[Impala-ASF-CR] IMPALA-11470: Add Cache For Codegen Functions

Qifan Chen (Code Review) Fri, 18 Nov 2022 13:46:15 -0800

Qifan Chen has posted comments on this change. ( 
http://gerrit.cloudera.org:8080/19181 )


Change subject: IMPALA-11470: Add Cache For Codegen Functions
......................................................................


Patch Set 9:

(18 comments)

http://gerrit.cloudera.org:8080/#/c/19181/9/be/src/codegen/llvm-codegen-cache.h
File be/src/codegen/llvm-codegen-cache.h:

http://gerrit.cloudera.org:8080/#/c/19181/9/be/src/codegen/llvm-codegen-cache.h@38
PS9, Line 38: hash code
of sizeof(struct HashCode) (or two uint64_t)


http://gerrit.cloudera.org:8080/#/c/19181/8/be/src/codegen/llvm-codegen-cache.h
File be/src/codegen/llvm-codegen-cache.h:

http://gerrit.cloudera.org:8080/#/c/19181/8/be/src/codegen/llvm-codegen-cache.h@69
PS8, Line 69: d as the has
> Added comments. The structure is used for customized unordered set. It is a
Yeah, this is one way to customize a data structure. You may keep it but IMHO 
it is a complex way.


http://gerrit.cloudera.org:8080/#/c/19181/8/be/src/codegen/llvm-codegen-cache.h@76
PS8, Line 76:
            :   /// Used as the comparator function in unordered_set for struct 
HashCode.
            :   struct HashCodeEqual {
            :     bool operator()(const HashCode& lhs, const HashCode& rhs) 
const {
            :
> Added comments. Same as above.
The operator() here does the same as HashCode::operator==().  Code duplication 
smell.

Suggest to remove this struct and use the HashCode::operator==() instead.


http://gerrit.cloudera.org:8080/#/c/19181/8/be/src/codegen/llvm-codegen-cache.cc
File be/src/codegen/llvm-codegen-cache.cc:

http://gerrit.cloudera.org:8080/#/c/19181/8/be/src/codegen/llvm-codegen-cache.cc@162
PS8, Line 162: override the existing entry
> For normal procedure, the caller would call a Lookup() before StoreInternal
It seems that there are two cases here when a hash collision takes place.

1). The two sources are not the same;
2). The two sources are the same.

Since we can not avoid collision, my comment above is for case 1).

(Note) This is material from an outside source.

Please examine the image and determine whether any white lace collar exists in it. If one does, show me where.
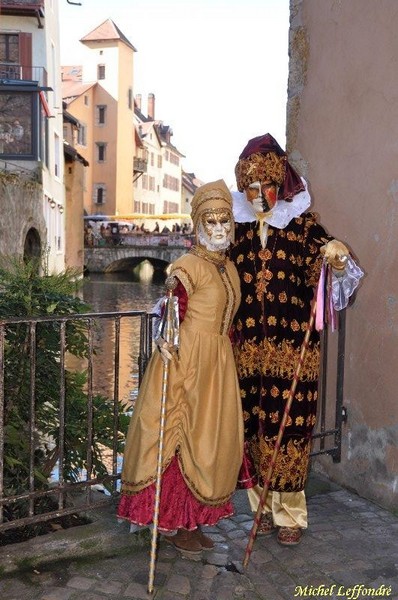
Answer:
[231,178,311,229]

To distinguish case 1 from case 2, we need to compare the original keys. 
Comparing hash code of the original keys may not be sufficient.


http://gerrit.cloudera.org:8080/#/c/19181/8/be/src/codegen/llvm-codegen-cache.cc@171
PS8, Line 171: codegen_cache_entries_in_use_->Increment(1);
             :   codegen_cache_entries_in_use_bytes_->Increment(mem_charge);
> When the old entry with the same key is replaced, it will be evicted, so th
Done


http://gerrit.cloudera.org:8080/#/c/19181/8/be/src/codegen/llvm-codegen-cache.cc@185
PS8, Line 185: ler to avoid multiple handles fo
> Added comments. I think one case is that when we run two same queries at th
I see. Thanks for the example.

It may also be useful to compare the size of the entries to minimize the chance 
of hash collision due to different entries.

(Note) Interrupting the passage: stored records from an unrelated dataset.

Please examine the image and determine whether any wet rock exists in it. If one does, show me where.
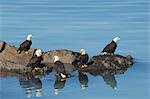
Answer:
[0,42,133,73]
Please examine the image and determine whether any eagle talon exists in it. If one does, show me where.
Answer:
[34,67,40,71]
[17,50,21,54]
[25,51,29,54]
[81,64,88,69]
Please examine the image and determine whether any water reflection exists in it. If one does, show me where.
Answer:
[79,71,88,89]
[54,78,66,95]
[19,75,42,98]
[102,73,118,90]
[1,62,131,98]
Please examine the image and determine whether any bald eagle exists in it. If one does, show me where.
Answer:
[102,37,120,54]
[17,34,32,54]
[27,49,43,70]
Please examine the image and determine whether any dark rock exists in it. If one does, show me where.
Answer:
[0,42,133,73]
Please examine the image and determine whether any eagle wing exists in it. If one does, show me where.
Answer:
[20,40,32,49]
[102,42,117,53]
[27,56,38,67]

http://gerrit.cloudera.org:8080/#/c/19181/9/be/src/codegen/llvm-codegen.cc
File be/src/codegen/llvm-codegen.cc:

http://gerrit.cloudera.org:8080/#/c/19181/9/be/src/codegen/llvm-codegen.cc@1130
PS9, Line 1130: suc
nit. entry_exist


http://gerrit.cloudera.org:8080/#/c/19181/9/be/src/codegen/llvm-codegen.cc@1156
PS9, Line 1156: teste
nit typo?


http://gerrit.cloudera.org:8080/#/c/19181/9/be/src/codegen/llvm-codegen.cc@1191
PS9, Line 1191: result << function->getName().data();
We may need to beef up the formation of function name list here since the 
following two cases would produce same list.

a) foobar()
b)  foo() and bar()

One way to do so would be to prepend the # of functions at the beginning of the 
list and use ',' to separate function names.

1,foobar
2,foo,bar


http://gerrit.cloudera.org:8080/#/c/19181/9/be/src/codegen/llvm-codegen.cc@1980
PS9, Line 1980: cache
nit. Store to codegen cache


http://gerrit.cloudera.org:8080/#/c/19181/9/be/src/exprs/agg-fn.cc
File be/src/exprs/agg-fn.cc:

http://gerrit.cloudera.org:8080/#/c/19181/9/be/src/exprs/agg-fn.cc@89
PS9, Line 89:  Codegen cache is disabled for udf functions.
nit. describe the reason here.


http://gerrit.cloudera.org:8080/#/c/19181/9/be/src/runtime/exec-env.cc
File be/src/runtime/exec-env.cc:

http://gerrit.cloudera.org:8080/#/c/19181/9/be/src/runtime/exec-env.cc@459
PS9, Line 459: codegen_cache_capacity
nit. better to print like 2.0Gb, 250Mb. etc to make it simple.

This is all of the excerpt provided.